Fail jobs immediately when worker crashes

Question

Fail jobs immediately when worker crashes

section1Q84 opened this issue 9 months ago · comments

When worker crashes jobs sits in busy until it's expired then requeued. Is any way to fail and requeues job as soon as possible? Thanks in advance!

Mike Perham commented 9 months ago

Fixed.

Mike Perham · Answer 1 · Mon Feb 12 2024 01:22:46 GMT+0800 (China Standard Time)

you can lower the reservation time for that job type using the “reserve_for” attribute. The default is 1800 seconds but lowering it to 60 seconds or 300 seconds will get you quicker retries. Also, keep in mind that if your job is crashing the worker process, you don’t want to retry too quickly or your app will spend a significant amount of time simply booting the worker process.

section1q84 · Answer 2 · Mon Feb 12 2024 12:17:49 GMT+0800 (China Standard Time)

@mperham Thanks for reply. I do a job that sending http request to check order status every 10 seconds in 10 mins. That means this job will sits in busy for 10 mins. But When I restart faktory for app upgrade in production, the job won't be retried until reach reserve_for . So I lost my order status in the remain time because of the every 10 seconds order query function won't be called.

I saw the doc says:

Upon seeing "terminate", the worker process should wait up to N seconds for any remaining jobs to finish. After 25 seconds (see below), the worker should send FAIL to Faktory for those lingering jobs (so they'll restart) and exit.

Then I test for this but what I found is that the worker seems don't send FAIL to Faktory for those lingering jobs (so they'll restart) , because code is hangs in https://github.com/contribsys/faktory_worker_go/blob/main/manager.go#L122:

func (mgr *Manager) Terminate(reallydie bool) {
	mgr.mut.Lock()
	defer mgr.mut.Unlock()

	if mgr.state == "terminate" {
		return
	}

	mgr.Logger.Info("Shutting down...")
	mgr.state = "terminate"
	close(mgr.done)
	mgr.fireEvent(Shutdown)
->	mgr.shutdownWaiter.Wait()
	mgr.Pool.Close()
	mgr.Logger.Info("Goodbye")
	if reallydie {
		os.Exit(0) // nolint:gocritic
	}
}

Until the busy jobs finish, then mgr.Pool.Close().

I try to figure out a workaround, I write code as the following:

faktoryMgr.On(worker.Shutdown, func(manager *worker.Manager) error {
	manager.Pool.With(func(conn *faktory.Client) error {
		var job *faktory.Job
		var e error
		for {
			job, e = conn.Fetch("labors")
			if e != nil {
				return e
			}
			if job == nil {
				return nil
			}
			conn.Fail(job.Jid, errors.New("force labors jobs fail because of app restarting"), nil)
		}
	})
	return nil
})

However, the Fail method causes the task to fail directly, rather than pushing it into retries.
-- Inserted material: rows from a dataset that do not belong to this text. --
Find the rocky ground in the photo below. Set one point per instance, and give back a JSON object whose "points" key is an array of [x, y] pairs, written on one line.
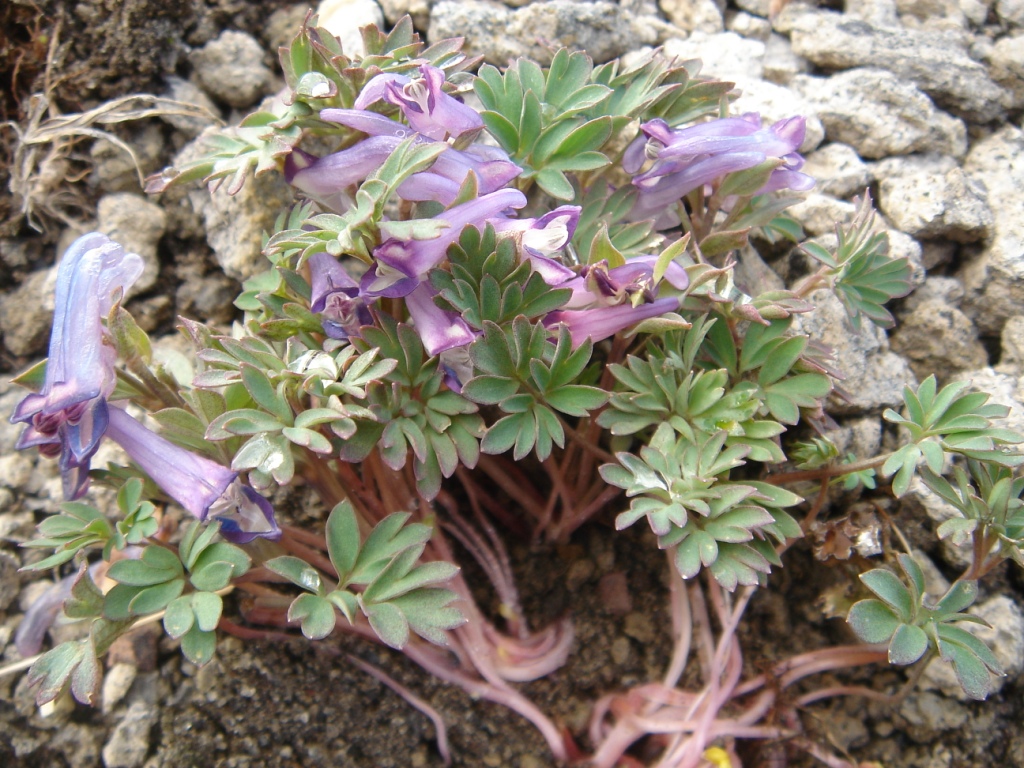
{"points": [[918, 100]]}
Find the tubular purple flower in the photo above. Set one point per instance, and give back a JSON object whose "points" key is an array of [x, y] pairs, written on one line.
{"points": [[540, 239], [203, 487], [69, 415], [438, 330], [413, 259], [427, 108], [601, 323], [336, 297]]}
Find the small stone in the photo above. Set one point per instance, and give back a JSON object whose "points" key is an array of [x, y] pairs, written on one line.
{"points": [[881, 115], [344, 18], [137, 224], [929, 196], [693, 15], [839, 171], [129, 743], [230, 69]]}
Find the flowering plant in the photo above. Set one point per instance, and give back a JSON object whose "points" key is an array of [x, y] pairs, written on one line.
{"points": [[483, 321]]}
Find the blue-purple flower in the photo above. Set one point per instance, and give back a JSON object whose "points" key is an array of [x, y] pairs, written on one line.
{"points": [[686, 159], [336, 297], [540, 239], [427, 108], [68, 417], [203, 487]]}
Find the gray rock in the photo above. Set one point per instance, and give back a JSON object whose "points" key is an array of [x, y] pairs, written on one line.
{"points": [[27, 313], [418, 9], [1011, 11], [1007, 60], [694, 15], [1005, 637], [749, 26], [602, 29], [774, 102], [780, 64], [114, 169], [344, 17], [1012, 346], [186, 92], [875, 376], [929, 196], [937, 337], [137, 224], [880, 115], [818, 213], [230, 69], [994, 279], [838, 170], [725, 55], [129, 743], [937, 62]]}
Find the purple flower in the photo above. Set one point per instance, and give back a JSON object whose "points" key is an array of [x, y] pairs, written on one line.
{"points": [[336, 297], [202, 486], [540, 239], [687, 159], [603, 322], [427, 108], [401, 264], [69, 415]]}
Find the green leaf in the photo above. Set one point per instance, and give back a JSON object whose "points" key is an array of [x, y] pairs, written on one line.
{"points": [[315, 614]]}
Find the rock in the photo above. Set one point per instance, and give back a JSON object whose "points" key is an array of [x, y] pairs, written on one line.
{"points": [[182, 90], [929, 196], [774, 102], [1012, 346], [880, 115], [725, 55], [129, 743], [994, 279], [1005, 637], [875, 376], [602, 29], [137, 224], [749, 26], [694, 15], [936, 336], [418, 9], [838, 170], [27, 313], [344, 18], [937, 62], [780, 64], [818, 213], [1011, 11], [230, 69], [1007, 61], [235, 223], [114, 169]]}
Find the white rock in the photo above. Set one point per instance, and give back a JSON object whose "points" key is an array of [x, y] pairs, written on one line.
{"points": [[994, 279], [230, 69], [343, 18], [929, 196], [774, 102], [839, 171], [1006, 638], [137, 224], [694, 15], [725, 55], [880, 115]]}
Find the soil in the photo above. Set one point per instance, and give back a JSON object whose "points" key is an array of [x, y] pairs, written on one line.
{"points": [[291, 702]]}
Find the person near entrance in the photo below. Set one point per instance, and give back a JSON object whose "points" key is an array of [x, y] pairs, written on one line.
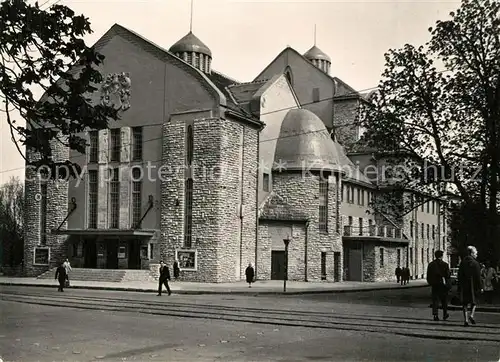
{"points": [[438, 277], [164, 278], [61, 276]]}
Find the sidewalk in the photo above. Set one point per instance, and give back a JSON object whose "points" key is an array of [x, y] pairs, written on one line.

Mike Perham · Answer 3 · Mon Feb 12 2024 14:33:09 GMT+0800 (China Standard Time)

It sounds like your deploy is killing the worker process instead of giving it time to finish pending jobs and shut down cleanly. The Faktory worker library does attempt to FAIL unfinished jobs so it can immediately restart them after restart but it can’t do this if you don’t give it time to shutdown. It’s common to make this mistake with Kubernetes.

section1q84 · Answer 4 · Mon Feb 12 2024 18:33:41 GMT+0800 (China Standard Time)

I give it time to shutdown, but I found that mgr.shutdownWaiter.Wait() will wait up to 10 mins in my case. Because I use channel to force job running for 10 minutes. What I wonder is that if there is a method to force job to retry immediately?

Mike Perham · Answer 5 · Tue Feb 13 2024 01:40:12 GMT+0800 (China Standard Time)

Ah right, it looks like FWR does but FWG doesn't have a hard shutdown timer. It will wait minutes for jobs to finish. That's not really desired; I should implement a 30 sec hard shutdown.